Cote d'Ivoire: Mandat d'arrêt international contre Guillaume Soro / Le président Kaboré - " Laissons la justice faire son travail "

" Quand on parle de mandat d'arrêt, on parle de justice. Laissons la justice faire son travail ". Ces propos sont de Roch Marc Christian Kaboré en visite officielle en France. Reçu, hier, sur le plateau de l'émission " Invité Afrique " de Radio France Internationale (Rfi), le premier président élu démocratiquement depuis l'indépendance du Burkina Faso ne s'est pas embarrassé de fioritures pour affirmer qu'il n'arrêtera jamais les poursuites engagées par la justice de son pays contre le président du parlement ivoirien, Guillaume Soro, cité comme complice dans le putsch manqué du général Diendéré en septembre dernier.

" Je vous ai dit tout à l'heure que la justice était indépendante. Mais les relations entre la Côte d'Ivoire et le BurKina Faso sont excellentes.

Et je voudrais dire que nous nous sommes mis au-dessus de ces faits qui, dans la réalité, n'empêchent pas le président de l'Assemblée nationale de Côte d'Ivoire ni de voyager ni de mener ses missions.
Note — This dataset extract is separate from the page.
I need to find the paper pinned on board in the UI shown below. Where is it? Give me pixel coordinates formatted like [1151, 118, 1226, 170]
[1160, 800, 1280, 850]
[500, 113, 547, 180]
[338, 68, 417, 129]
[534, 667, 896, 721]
Je pense simplement que c'est des vicissitudes d'un moment qui ne peuvent pas remettre en cause les relations historiques qui existent entre nos deux pays. Je voudrais vous rassurer, avec le président Alassane Ouattara, les rapports sont tout à fait excellents ", a-t-il déclaré.

Interrogé, entre autres questions, sur la nationalité ivoirienne de Blaise Compaoré, le président Kaboré s'est dit choqué : " Ça me choque parce que quand on a été 27 ans président d'un pays, il faut savoir assumer ses responsabilités devant son peuple.

Et je pense que c'est dommage que ce soit cette couverture qu'on ait trouvé pour protéger le président Blaise Compaoré.

Je pense que s'il avait l'occasion de s'expliquer, de pouvoir dire à son peuple ce qui s'est passé, pourquoi pas, peut-être que le peuple burkinabè lui pardonnerait l'ensemble de ses actions.

Mais je veux dire que vous savez, dans les situations du genre, tôt ou tard, c'est des situations vous rattrapent. Et c'est vrai que le peuple burkinabè est très choqué par cet état de fait ". Et d'expliquer que " tout responsable d'un pays doit d'abord soigner sa dignité.

Parce que là en changeant de nationalité après avoir assuré le pouvoir d'Etat pendant 27 ans, c'est vraiment de la dignité qu'on perd en posant de tels actes.

On a beau préférer l'exil, vous avez vu comment ça se termine pour certains. Ils ont été exilés pendant longtemps, mais finalement ils ont fini devant la justice. Mais là, c'est dommage ".